講演情報

[17a-PA1-20]Machine Learning Analysis of Photoluminescence Properties in Cesium Lead Bromide Perovskite Nanocrystals

〇Yoshua Albert Darmawan1, Shinichi Fujiwara1, Qing Shen2, Kenji Katayama1 (1.Chuo Univ., 2.Univ. of Electro-Commun.)

キーワード:

machine learning、perovskite、nanocrystal

Lead halide perovskite nanocrystals exhibit high photoluminescence quantum yield (PLQY) and are promising materials for optoelectronic applications; however, their photoluminescence properties often show significant sample-to-sample variation even under identical synthesis conditions. In this study, a machine learning approach combined with Shapley Additive exPlanations (SHAP) analysis was applied to elucidate the factors governing photoluminescence behavior in cesium lead bromide perovskite nanocrystals.

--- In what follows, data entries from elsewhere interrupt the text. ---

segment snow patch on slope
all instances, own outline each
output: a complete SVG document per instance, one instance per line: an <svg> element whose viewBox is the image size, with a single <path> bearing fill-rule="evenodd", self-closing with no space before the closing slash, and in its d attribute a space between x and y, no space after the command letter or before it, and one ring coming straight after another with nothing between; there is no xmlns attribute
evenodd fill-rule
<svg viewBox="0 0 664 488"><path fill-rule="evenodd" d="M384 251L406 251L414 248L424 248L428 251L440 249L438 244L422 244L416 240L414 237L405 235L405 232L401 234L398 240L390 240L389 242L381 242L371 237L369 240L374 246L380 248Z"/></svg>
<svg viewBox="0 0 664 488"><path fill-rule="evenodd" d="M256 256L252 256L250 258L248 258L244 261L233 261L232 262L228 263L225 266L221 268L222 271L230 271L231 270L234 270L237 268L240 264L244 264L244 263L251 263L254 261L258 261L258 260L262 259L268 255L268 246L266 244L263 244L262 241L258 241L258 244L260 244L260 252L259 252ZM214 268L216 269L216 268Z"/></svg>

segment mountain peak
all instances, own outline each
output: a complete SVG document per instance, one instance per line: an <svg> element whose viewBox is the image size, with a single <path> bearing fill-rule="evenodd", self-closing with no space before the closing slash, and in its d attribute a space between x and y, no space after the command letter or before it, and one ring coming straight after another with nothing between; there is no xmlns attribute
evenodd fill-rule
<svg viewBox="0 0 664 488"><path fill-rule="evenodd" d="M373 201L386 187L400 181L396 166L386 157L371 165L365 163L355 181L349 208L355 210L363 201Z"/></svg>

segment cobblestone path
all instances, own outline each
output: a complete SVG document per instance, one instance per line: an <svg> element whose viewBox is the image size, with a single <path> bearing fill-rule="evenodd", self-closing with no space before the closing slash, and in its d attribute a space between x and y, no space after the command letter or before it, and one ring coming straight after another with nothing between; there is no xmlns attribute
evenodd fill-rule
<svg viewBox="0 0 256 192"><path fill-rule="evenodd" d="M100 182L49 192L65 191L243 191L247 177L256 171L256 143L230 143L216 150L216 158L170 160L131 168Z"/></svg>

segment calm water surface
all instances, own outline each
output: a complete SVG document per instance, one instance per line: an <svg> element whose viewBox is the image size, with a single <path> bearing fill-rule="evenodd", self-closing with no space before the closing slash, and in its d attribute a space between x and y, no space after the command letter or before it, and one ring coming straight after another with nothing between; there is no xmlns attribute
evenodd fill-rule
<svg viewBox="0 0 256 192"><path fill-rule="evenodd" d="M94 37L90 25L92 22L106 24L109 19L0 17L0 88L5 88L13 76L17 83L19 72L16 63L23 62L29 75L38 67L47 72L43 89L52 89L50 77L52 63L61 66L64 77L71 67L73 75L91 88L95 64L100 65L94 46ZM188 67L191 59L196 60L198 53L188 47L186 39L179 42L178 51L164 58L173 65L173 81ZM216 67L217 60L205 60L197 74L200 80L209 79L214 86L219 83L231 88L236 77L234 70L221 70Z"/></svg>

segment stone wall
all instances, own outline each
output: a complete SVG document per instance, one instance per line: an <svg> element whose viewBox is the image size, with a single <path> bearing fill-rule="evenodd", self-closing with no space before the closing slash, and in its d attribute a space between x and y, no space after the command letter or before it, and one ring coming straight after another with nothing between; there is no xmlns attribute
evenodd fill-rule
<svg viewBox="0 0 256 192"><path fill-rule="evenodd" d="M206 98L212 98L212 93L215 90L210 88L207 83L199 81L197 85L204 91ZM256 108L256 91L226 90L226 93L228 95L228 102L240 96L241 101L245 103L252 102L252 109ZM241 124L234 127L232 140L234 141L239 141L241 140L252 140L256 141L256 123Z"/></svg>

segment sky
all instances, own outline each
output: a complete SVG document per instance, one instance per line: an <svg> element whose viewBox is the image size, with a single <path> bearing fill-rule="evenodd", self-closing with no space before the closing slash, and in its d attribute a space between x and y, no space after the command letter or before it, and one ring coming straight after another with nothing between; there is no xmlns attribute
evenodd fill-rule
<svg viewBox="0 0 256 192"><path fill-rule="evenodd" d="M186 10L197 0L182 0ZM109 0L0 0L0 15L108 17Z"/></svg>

Structural and optical descriptors extracted from X-ray diffraction, UV-vis absorption, Fourier-transform infrared spectroscopy, and photoluminescence measurements were analyzed using our recently developed ML method suitable for small number of data. The model achieved a high R2 value of 0.825 for PLQY prediction. SHAP analysis revealed that a small number of dominant descriptors, mainly associated with surface passivation conditions and structural properties, contribute most strongly to PLQY variation. These results indicate that the apparent complexity of photoluminescence variability originates from a limited set of governing factors, demonstrating the usefulness of interpretable machine learning for extracting mechanistic insight from experimental nanomaterial data.